Keyboard shortcuts

Press or to navigate between chapters

Press S or / to search in the book

Press ? to show this help

Press Esc to hide this help

Indent & align containers (字下げ)

Aozora Bunko uses paired [#ここから…] / [#ここで…終わり] brackets to delimit blocks of text with custom layout. The five families:

FamilyOpenerCloserEffect
字下げ (indent)[#ここから2字下げ][#ここで字下げ終わり]Indent every line by N full-width chars
地付き (right-flush)[#ここから地付き][#ここで地付き終わり]Flush right (vertical: 地 = ground = bottom)
地寄せ (right-align with margin)[#ここから2字下げ、地寄せ][#ここで字下げ終わり]Right-align with N-char inset
字詰め (line-length)[#ここから30字詰め][#ここで字詰め終わり]Force a line length of N chars
中央揃え[#ここから中央揃え][#ここで中央揃え終わり]Centre each line

aozora parses every variant; the HTML renderer maps them to a <div class="aozora-indent-N"> / aozora-align-end / etc. wrapper.

Single-line forms

Some directives apply only to the next single line and don’t need a closer:

 [#地付き]平和への誓い

Renders as:

<div class="aozora-align-end">平和への誓い</div>

AST shape

pub struct Container<'src> {
    pub kind:    ContainerKind,
    pub indent:  Option<u8>,      // 字 count for indent variants
    pub form:    ContainerForm,   // SingleLine | Block
    pub children: &'src [AozoraNode<'src>],
    pub span:    Span,
}

pub enum ContainerKind {
    Indent,
    AlignEnd,
    AlignEndWithIndent,
    LineLength,
    Centre,
    /// Composite: indent + align-end on a single block.
    Composite { indent: u8, align: ContainerAlign },
    /// Bouten / 縦中横 / 鎖線 / 罫囲み container forms.
    Emphasis(EmphasisKind),
    /// Spec-listed but not present in maintained corpus.
    Unknown,
}

Why a small flat enum?

ContainerKind is closed by spec. A flat enum (vs a trait object or string tag) gives the parser O(1) variant dispatch in the lexer’s classify phase and the renderer’s HTML walk, and lets clippy’s exhaustiveness check enforce that every variant has a render path.

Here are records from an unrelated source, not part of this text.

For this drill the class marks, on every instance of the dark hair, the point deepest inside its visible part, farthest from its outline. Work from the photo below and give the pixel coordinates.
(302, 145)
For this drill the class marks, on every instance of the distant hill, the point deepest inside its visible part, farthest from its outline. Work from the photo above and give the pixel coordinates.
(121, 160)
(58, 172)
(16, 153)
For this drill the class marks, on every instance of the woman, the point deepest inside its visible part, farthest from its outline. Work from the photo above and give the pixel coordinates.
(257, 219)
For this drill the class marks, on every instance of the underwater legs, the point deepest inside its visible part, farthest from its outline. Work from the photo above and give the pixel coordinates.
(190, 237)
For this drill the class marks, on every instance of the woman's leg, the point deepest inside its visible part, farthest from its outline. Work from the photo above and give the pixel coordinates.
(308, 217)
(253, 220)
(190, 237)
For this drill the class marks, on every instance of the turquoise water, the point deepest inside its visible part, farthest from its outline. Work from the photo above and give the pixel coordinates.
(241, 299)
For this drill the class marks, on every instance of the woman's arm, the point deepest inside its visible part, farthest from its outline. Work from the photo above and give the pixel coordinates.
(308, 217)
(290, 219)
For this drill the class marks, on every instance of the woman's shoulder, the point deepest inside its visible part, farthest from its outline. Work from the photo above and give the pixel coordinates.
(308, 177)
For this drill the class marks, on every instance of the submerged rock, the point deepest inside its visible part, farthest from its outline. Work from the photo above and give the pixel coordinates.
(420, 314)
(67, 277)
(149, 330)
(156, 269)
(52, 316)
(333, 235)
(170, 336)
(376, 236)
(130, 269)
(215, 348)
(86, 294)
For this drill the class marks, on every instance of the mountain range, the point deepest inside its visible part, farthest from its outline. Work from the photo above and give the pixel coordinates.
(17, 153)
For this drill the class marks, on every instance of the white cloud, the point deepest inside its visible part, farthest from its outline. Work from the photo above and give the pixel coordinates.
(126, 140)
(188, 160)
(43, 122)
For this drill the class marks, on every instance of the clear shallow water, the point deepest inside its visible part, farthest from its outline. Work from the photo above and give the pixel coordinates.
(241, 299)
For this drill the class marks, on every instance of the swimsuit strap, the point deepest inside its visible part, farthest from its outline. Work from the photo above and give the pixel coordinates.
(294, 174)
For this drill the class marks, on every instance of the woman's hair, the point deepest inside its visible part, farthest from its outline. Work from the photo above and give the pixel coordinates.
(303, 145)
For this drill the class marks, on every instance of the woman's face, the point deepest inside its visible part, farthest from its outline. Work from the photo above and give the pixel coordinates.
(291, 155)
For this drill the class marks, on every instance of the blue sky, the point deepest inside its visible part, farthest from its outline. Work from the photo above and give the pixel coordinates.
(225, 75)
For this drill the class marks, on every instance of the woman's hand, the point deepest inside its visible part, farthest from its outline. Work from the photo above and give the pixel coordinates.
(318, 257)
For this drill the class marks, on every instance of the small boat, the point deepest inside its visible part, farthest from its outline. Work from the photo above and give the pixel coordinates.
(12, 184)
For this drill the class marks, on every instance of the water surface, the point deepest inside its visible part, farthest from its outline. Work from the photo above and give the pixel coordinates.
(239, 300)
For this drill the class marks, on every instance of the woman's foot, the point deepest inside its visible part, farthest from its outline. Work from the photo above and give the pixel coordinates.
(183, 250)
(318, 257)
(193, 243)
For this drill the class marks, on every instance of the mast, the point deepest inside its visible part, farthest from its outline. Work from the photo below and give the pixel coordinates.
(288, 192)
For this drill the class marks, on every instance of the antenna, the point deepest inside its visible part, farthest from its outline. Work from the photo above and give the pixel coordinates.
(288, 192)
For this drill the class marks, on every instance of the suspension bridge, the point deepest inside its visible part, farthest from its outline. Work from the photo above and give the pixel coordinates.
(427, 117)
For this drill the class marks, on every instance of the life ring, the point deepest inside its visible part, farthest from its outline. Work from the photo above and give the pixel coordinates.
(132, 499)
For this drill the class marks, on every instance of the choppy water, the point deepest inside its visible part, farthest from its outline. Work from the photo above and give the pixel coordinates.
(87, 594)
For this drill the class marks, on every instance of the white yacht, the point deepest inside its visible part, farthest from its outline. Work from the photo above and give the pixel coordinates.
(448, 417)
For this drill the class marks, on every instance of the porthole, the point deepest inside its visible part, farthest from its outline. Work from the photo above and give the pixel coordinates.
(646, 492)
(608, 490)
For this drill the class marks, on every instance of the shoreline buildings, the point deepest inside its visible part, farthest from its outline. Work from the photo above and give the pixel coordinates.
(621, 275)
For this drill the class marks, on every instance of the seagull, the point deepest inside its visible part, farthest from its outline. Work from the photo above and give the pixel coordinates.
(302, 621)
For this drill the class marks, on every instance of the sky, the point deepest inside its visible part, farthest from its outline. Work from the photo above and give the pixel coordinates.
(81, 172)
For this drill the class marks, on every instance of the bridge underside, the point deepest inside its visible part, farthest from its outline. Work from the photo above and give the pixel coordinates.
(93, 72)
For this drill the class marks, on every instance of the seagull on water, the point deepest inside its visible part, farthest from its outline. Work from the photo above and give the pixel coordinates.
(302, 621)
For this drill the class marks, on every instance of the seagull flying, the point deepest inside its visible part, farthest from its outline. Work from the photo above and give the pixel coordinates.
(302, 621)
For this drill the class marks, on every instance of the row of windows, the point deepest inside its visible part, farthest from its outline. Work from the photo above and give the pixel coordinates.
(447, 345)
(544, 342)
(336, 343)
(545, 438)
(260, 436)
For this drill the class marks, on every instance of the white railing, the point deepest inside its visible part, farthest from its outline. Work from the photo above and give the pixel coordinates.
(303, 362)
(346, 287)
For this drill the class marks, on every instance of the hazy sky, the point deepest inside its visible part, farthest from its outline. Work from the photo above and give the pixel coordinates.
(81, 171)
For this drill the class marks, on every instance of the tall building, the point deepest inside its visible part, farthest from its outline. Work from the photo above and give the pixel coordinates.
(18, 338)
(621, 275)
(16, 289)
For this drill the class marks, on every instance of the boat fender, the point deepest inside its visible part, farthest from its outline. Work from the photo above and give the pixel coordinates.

The Composite variant is the one place we don’t extend the enum horizontally — composite indent+align combinations would explode the enum to ~30 variants, most of which never appear in real corpus. A nested struct with a sub-enum keeps the variant count finite while staying matchable.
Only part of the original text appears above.